Высыпала перед снохой горсть крупного северного жемчугу с редким розовым отливом. Та просияла. Маленькому гостинцы свои — морские раковины, расшитую цветными мехами лопарскую оболочинку-малицу и сапожки из оленьей шкуры да сушеные морские звезды. Олене бросила походя:
— Замуж пора! Фовра, смотри, детей носит, остареешь в девках! Иван Савелков все не женат? — спросила невзначай, знала сама, конечно. — Думай, девка, годы-ти идут! — сказала и не стала боле слушать ни смотреть: пусть сама решает.
За трапезой расспрашивала, кто помер, заболел, женился, кто у кого народился. Ненароком вызнала у Олферия, что делается на Славне.

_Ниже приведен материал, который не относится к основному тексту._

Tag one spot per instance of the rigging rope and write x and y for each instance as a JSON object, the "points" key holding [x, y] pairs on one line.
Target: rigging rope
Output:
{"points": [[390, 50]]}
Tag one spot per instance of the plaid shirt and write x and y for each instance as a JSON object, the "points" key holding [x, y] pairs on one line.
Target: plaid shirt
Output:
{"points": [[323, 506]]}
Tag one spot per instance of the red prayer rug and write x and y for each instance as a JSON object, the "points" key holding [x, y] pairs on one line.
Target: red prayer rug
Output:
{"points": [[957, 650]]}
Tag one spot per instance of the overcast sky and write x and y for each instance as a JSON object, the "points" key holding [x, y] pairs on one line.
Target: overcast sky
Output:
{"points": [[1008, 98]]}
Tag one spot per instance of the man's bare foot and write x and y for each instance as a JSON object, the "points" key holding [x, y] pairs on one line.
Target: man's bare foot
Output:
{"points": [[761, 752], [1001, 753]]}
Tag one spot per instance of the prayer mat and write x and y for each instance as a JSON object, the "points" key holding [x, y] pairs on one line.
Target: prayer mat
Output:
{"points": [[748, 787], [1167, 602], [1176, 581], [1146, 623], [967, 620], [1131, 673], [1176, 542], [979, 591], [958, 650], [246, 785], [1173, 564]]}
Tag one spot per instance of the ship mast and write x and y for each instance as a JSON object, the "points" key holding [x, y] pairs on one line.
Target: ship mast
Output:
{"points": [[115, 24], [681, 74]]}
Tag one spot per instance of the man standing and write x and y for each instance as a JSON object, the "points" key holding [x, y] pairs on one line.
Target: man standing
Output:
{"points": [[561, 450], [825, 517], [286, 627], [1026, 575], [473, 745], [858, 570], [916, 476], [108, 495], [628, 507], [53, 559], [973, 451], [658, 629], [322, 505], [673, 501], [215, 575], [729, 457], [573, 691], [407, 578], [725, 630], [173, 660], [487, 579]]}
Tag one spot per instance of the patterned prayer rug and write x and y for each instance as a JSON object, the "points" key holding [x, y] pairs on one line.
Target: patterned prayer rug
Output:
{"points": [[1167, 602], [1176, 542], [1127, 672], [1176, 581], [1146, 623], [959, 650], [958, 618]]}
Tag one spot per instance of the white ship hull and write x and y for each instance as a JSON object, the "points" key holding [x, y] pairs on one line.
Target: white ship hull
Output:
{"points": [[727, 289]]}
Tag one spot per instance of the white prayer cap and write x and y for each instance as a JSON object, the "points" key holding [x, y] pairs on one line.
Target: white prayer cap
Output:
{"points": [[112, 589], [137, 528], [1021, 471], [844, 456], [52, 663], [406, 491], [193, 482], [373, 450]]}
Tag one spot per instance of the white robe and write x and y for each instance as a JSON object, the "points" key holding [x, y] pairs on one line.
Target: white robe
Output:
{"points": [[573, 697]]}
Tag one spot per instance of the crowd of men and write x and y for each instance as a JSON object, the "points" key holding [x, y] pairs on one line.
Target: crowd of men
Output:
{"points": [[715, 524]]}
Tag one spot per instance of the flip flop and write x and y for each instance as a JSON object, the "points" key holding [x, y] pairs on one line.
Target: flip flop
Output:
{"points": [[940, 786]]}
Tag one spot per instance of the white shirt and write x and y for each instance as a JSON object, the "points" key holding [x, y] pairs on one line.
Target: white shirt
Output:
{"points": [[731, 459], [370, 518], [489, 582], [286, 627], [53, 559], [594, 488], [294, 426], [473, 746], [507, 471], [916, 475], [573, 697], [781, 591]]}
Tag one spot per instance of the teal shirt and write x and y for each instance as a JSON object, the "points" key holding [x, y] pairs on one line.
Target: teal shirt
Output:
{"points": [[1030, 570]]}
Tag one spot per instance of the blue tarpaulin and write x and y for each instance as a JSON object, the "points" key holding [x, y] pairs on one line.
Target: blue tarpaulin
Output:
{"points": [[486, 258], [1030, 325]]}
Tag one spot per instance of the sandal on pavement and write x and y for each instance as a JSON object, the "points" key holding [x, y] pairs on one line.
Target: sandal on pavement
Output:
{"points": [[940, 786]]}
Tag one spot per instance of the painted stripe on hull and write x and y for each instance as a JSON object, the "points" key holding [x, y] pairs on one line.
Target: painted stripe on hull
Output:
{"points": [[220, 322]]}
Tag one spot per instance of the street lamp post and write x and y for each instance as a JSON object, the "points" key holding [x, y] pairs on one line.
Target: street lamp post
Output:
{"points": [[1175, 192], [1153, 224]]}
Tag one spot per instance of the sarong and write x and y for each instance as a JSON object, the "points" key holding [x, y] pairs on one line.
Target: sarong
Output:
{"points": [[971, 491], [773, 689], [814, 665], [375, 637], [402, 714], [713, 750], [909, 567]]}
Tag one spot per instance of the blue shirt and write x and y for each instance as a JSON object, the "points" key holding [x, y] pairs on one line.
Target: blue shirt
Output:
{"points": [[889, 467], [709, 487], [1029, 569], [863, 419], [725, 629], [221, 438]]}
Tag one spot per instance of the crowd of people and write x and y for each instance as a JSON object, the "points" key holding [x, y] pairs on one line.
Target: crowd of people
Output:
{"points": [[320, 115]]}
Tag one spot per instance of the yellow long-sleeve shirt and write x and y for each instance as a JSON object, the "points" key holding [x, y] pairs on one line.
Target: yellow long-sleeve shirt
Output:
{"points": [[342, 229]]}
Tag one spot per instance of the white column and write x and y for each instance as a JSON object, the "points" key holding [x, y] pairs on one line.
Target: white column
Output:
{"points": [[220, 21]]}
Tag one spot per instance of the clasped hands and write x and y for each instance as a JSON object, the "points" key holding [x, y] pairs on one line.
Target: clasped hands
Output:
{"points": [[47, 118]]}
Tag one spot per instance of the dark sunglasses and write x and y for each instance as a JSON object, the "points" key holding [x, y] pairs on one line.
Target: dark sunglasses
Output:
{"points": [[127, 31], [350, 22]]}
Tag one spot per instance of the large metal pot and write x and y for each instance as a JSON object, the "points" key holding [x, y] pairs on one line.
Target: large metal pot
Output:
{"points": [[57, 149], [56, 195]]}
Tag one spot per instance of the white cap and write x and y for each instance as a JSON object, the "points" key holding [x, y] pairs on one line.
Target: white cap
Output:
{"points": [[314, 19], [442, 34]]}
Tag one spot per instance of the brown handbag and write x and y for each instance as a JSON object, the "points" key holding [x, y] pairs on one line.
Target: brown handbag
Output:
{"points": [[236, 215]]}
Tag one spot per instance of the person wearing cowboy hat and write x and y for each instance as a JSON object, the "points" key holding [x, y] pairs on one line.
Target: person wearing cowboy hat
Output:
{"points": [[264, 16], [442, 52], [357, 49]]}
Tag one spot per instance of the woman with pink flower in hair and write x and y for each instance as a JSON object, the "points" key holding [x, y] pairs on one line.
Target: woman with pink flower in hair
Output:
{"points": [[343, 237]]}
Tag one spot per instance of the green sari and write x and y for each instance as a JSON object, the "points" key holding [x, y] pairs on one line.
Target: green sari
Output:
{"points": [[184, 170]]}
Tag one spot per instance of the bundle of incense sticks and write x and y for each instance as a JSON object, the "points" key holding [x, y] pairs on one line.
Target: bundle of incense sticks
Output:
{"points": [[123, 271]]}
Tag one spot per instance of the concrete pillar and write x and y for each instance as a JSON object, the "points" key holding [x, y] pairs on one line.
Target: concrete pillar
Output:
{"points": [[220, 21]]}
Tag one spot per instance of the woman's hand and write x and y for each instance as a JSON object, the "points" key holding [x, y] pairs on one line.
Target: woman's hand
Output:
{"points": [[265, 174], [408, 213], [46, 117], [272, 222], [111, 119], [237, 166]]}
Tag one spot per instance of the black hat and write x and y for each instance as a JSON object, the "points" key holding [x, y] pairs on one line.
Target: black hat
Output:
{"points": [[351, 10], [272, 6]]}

Новое было лицо у Марфы. Уже не сказать, что красавица, что годы не берут
— то все ушло. Морщины легли, но от них лицо не одрябло, а стало сурово и решительно. Глаза — светлее, словно промытые северными снегами.
Резче сказывалась властность в движениях твердых рук, в голосе, словно все прочее выжгло теперь или отгорело само. Дел городских касалась слегка.
— Степенной Федор Глазоемец? — спросила, усмехнулась, а так, словно, не кончай в феврале славенский посадник свой срок, не усидеть бы ему и на степени.
«Ой ли, хватит ли сил нынче?» — подумал Олферий. Теща не помягчела и, видно, знать не хочет, кто нынь в силе в Новгороде. Или знает?
Легко так, между делом, сказала, взглянув на Федора:
— Березовец опять грабили москвичи? — И вновь усмехнулась недобро.
Удалясь после трапезы, позвала Пишу.
— Сказывай, старая, как тута без меня?
Вполуха выслушала мелкие дела, домашние заботы Пишины, перебила:
— Слыхала, и вы тут великого князя с молодой женой поздравляли?
Пиша в радостях, что боярыня полюбопытствовала о том, о чем лонись судачил весь Новгород, зарассказывала о византийской царевне:
— Красавица! Пышная вся, белая такая, уста алые, цто купциха московська, право!
— Ты-то цему рада? — с усмешкой осадила ее Марфа. Помолчала, выронила:
— Цареградску перину себе достал князь Иван! Теперь царем величать себя прикажет! Ну, говори, говори! Сбила я тебя, не обессудь…
Мылась в бане. Как прежде, мятой и богородской травой пахнул густой банный дух. Вечером приняла ключника. Слушала молча, пытливо разглядывая Иева. Грамотки приняла небрежно.
— Оставь, проверю. И погляжу сама, сколь цего в анбарах у тебя. Людей сам напринимал али Федор?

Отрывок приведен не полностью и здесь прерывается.